Now we want to create a volume, but place it in the folder/datastore identified by the label NFS. First, let’s try to create a volume as before:

root@photon [ /workspace/vic ]# docker -H 10.27.51.47:2376 --tls --tls \
volume create --name=demo --opt Capacity=1024
Error response from daemon: Server error from Portlayer: [POST /storage/volumes/][500]\
 createVolumeInternalServerError

Yes – we know it is a horrible error message, and we will fix that. But to make it work, you now need another option to docker volume called VolumeStore. Here it is.

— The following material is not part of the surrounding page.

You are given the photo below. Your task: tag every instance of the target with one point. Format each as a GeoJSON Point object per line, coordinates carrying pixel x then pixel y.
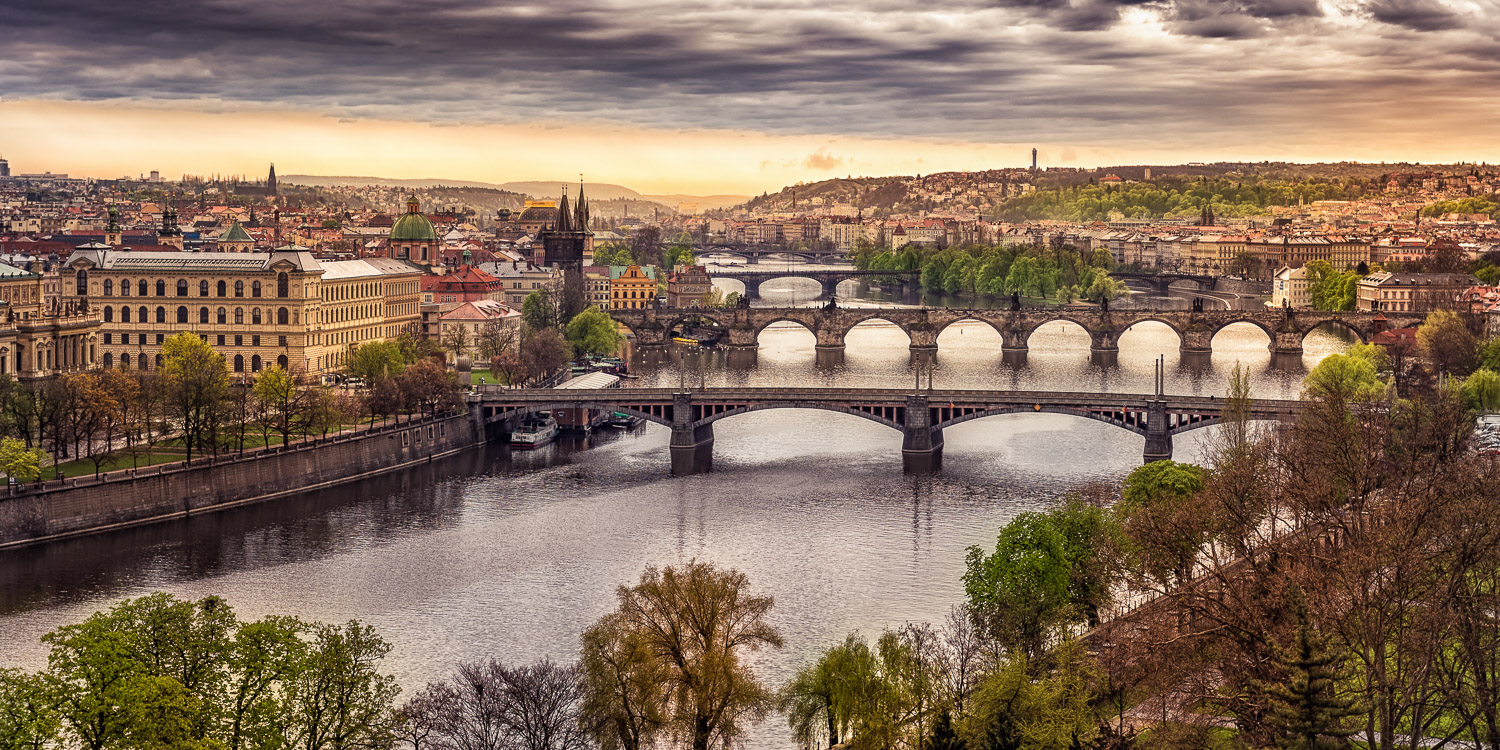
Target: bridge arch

root@photon [ /workspace/vic ]# docker -H 10.27.51.47:2376 --tls \
 volume create --name=demo --opt Capacity=1024 --opt VolumeStore=NFS
demo
root@photon [ /workspace/vic ]#

Now you can consume the volume in the same way as it was shown in the previous example.

Caution: A number of commands shown here will definitely change in future releases of VIC. However, what I have shown you is how to get started with docker volumes in VIC v0.4.0. If you do run into some anomalies that are not described in the post, and you feel it is a mismatch in behavior with standard docker, please let me know. I will feed this back to our engineering team, who are always open to suggestions on how to make VIC as seamless as possible to standard docker behavior.